The Vietnam War In America
Historian Professor David Farber ’74 Speaks To Students About The Vietnam War
“What is democracy in America?”
Parker alumnus and historian Professor David Farber asked students this question at his ZooMX. He asked the question at the beginning of his presentation, in which he spoke about the effects of the Vietnam War in the US.
Farber spoke to faculty, eighth graders, and Upper School students on Tuesday, May 26. He talked about the Vietnam War and social protests regarding the war. This ZooMX is one of five online lectures by Parker alumni organized by the history department.
Farber has degrees from the University of Chicago and University of Michigan. He currently teaches at Kansas University as the Roy A. Roberts Distinguished Professor of History. Farber is a distinguished historian and his research is focused on the second half of the 20th century.
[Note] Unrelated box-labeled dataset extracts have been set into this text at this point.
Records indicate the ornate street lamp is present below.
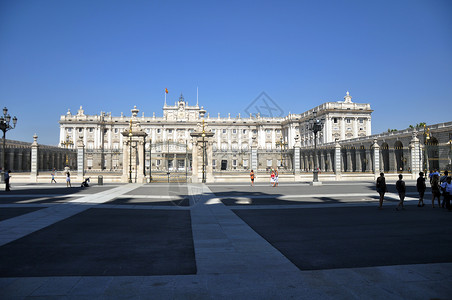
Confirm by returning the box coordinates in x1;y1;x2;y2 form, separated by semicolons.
308;111;325;182
0;107;17;183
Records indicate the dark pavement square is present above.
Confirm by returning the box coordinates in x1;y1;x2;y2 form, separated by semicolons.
0;207;44;221
234;204;452;270
0;208;196;277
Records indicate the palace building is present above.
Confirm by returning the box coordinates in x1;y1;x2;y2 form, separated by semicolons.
59;92;372;171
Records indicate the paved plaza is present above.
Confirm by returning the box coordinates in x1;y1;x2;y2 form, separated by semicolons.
0;181;452;300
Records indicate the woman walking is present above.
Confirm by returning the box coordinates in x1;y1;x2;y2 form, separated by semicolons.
66;171;72;187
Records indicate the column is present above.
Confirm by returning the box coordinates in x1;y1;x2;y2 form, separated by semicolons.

The ZooMXes were created by the history department following the shift to remote learning. Since classes moved online, Parker alumni have talked to Parker students on Zoom about topics such as FDR and the sociology of the COVID-19 pandemic. The idea for ZooMXes started after Principal Dr. Dan Frank suggested to Upper School history teacher and Department Co-Chair Andrew Bigelow that Parker should invite alumni to speak for an hour to students on Zoom. “All of a sudden, the ball got rolling, and we have five different guest speakers coming in, and then Dr. Frank suggested ‘bring back David Farber,’ who we brought in two years ago to do a Morning Ex on the 50th anniversary of the Democratic National Convention in Chicago.”
“I am not the true research historian that Professor Farber is, like someone who is a professor of history, and so my hope is that these kids will see this as an opportunity to spend some quality time with a specifically trained and well versed historian,” Bigelow said. “And they will hear and see his passion and my hope is they will want to learn more.”
After providing background on the beginning of US involvement in Vietnam, Farber focused on the effects of the Vietnam War here. “America’s role in Vietnam became so uncertain and has had massive implications ever since,” Farber said during the Zoom. “Fifty years later and there’s still this powerful echo.”
Farber talked about the effects of the Vietnam War and the anti-war movement in Chicago, specifically Parker. “Francis Parker by 1969 and 1970 was a hotbed of activism,” Farber said. “There was an SDS chapter, a radical leftist organization that had a tiny membership of Francis Parker, and lots of kids by the time I was 11 had gone to anti-war protests downtown and marched and did whatever we could.”
Bigelow believes that it is important to continue the history curriculum outside of class during remote learning. “I’ve gone to the ZooMX’s because my teacher recommended them as supplements to our topic of US History,” junior TK Muro said. “I want to become more politically aware and active, and for me, part of that has meant learning more about our nation’s history, especially the parts that we want to forget.”